No processo eletrônico, prazo em dobro vale até o novo CPC

02/06/2015

Por Patrícia Cordeiro - 02/06/2015

O Código de Processo Civil no artigo 191, prevê prazo em dobro em caso de litisconsortes com procuradores diferentes, que de acordo com a 3º turma do STJ, é válido inclusive para processos eletrônicos, enquanto o novo CPC não entrar em vigor;

Para o TRF, o dispositivo que concede prazo em dobro, não deveria ser aplicado em caso de processo eletrônico, por compreender que os advogados poderiam visualizar os autos simultaneamente, sem problemas para ter vistas aos autos.

O STJ reformou a decisão do TRF da 4º região, e o relator, ministro Villas Bôas Cueva, ressaltou: “A utilização do processo judicial digital afastou a impossibilidade de diferentes advogados obterem vista simultânea dos autos. Assim, não mais subsiste a situação que justificava a previsão do prazo em dobro. No entanto, a lei disciplinadora do processo eletrônico (Lei nº 11.419/2006) não alterou nem criou nenhuma exceção ao determinado no art. 191 do CPC, de forma que, ausente alteração legislativa acerca do tema, não há como deixar de se aplicar o dispositivo legal vigente, sob pena de se instaurar grave insegurança jurídica e ofender o princípio da legalidade.”
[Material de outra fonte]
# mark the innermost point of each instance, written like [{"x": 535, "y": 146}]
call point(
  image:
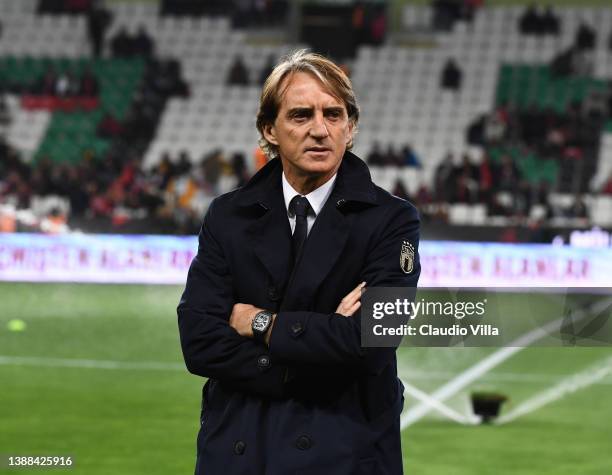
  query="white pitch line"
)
[
  {"x": 462, "y": 380},
  {"x": 565, "y": 387},
  {"x": 90, "y": 364},
  {"x": 438, "y": 406},
  {"x": 509, "y": 377}
]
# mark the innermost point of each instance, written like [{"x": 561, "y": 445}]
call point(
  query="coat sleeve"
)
[
  {"x": 211, "y": 348},
  {"x": 331, "y": 339}
]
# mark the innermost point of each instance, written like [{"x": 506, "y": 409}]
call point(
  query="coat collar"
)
[
  {"x": 353, "y": 184},
  {"x": 270, "y": 233}
]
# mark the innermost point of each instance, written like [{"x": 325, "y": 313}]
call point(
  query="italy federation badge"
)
[{"x": 407, "y": 257}]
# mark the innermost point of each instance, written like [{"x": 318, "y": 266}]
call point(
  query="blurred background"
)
[{"x": 120, "y": 121}]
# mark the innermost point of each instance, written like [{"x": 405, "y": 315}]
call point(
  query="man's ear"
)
[
  {"x": 349, "y": 138},
  {"x": 269, "y": 132}
]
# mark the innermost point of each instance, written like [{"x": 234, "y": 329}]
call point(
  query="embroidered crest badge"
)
[{"x": 407, "y": 257}]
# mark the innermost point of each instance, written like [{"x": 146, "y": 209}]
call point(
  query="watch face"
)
[{"x": 261, "y": 321}]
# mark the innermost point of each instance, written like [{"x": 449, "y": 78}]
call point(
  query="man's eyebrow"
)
[
  {"x": 333, "y": 109},
  {"x": 296, "y": 110}
]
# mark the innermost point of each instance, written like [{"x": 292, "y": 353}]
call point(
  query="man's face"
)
[{"x": 311, "y": 130}]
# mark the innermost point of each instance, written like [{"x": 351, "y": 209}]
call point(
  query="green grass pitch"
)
[{"x": 140, "y": 416}]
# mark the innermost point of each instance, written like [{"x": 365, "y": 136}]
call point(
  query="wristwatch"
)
[{"x": 261, "y": 324}]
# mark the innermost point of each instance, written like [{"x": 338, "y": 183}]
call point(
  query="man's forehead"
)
[{"x": 297, "y": 90}]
Para o relator deve ser aplicado o disposto no artigo 191 do Código de Processo Civil, até a entrada em vigor do novo Código, que traz mudança expressa sobre a questão, vejamos:

"Art. 229. Os litisconsortes que tiverem diferentes procuradores, de escritórios de advocacia distintos, terão prazos contados em dobro para todas as suas manifestações, em qualquer juízo ou tribunal, independentemente de requerimento.

§ 1º Cessa a contagem do prazo em dobro se, havendo apenas 2 (dois) réus, é oferecida defesa por apenas um deles.

§ 2º Não se aplica o disposto no caput aos processos em autos eletrônicos "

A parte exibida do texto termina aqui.